Senate Leaves Lynch Nomination Unfinished
Chamber has adjourned for the weekend and the budget is next up on its agenda.
A bipartisan duo of women senators is trying to salvage the Senate's human-trafficking bill and proceed to a vote on attorney general nominee Loretta Lynch by stripping out a reference to controversial abortion language, but they don't yet have the support of either party's leadership. Now with the Senate adjourning Thursday night until Monday, and the budget next up on the docket, it's unclear how or if this situation will resolve itself. The trafficking legislation won't get another vote until after the budget is finished.
Sens. Heidi Heitkamp, D-N.D., and Susan Collins, R-Maine, announced plans Thursday to remove the reference to the Hyde Amendment that is currently in the bill and route the legislation through the appropriations process. The move would still make the money funneled through the appropriations process subject to Hyde rules—which prohibit federal funding for abortions except in instances of rape or incest, or if the mother's life is in danger—but the direct reference in the trafficking bill would be changed.
"The Hyde language is not in our bill," Heitkamp said. "It simply says it creates the fund and that the fund will be subject to appropriations."
Collins said on the Senate floor that the amendment removed the reference "that has been the source of this controversy from this authorizing bill, but does not alter that restriction on federal funds that has existed for 39 years."
The proposal is moving closer to what Democrats are looking for, but Republican leadership is so far uninterested.
GOP Sen. John Cornyn of Texas, who floated his own compromise proposal Thursday morning, said that he appreciated their work, but he was not planning to sign on.

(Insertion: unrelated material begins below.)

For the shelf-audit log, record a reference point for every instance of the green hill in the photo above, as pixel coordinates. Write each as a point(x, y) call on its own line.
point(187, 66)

"Anything that erodes the Hyde Amendment, I cannot support," Cornyn said.
Heitkamp said she did not have the backing of Minority Leader Harry Reid at this point.
"This is something Susan and I have been talking about," she said. "We hope they consider it."
With a bipartisan proposal coming late in the game, a resolution on trafficking may not come until April, leaving Loretta Lynch waiting and Democrats, some of whom are already implying that Lynch's nomination is being stalled over race, fuming.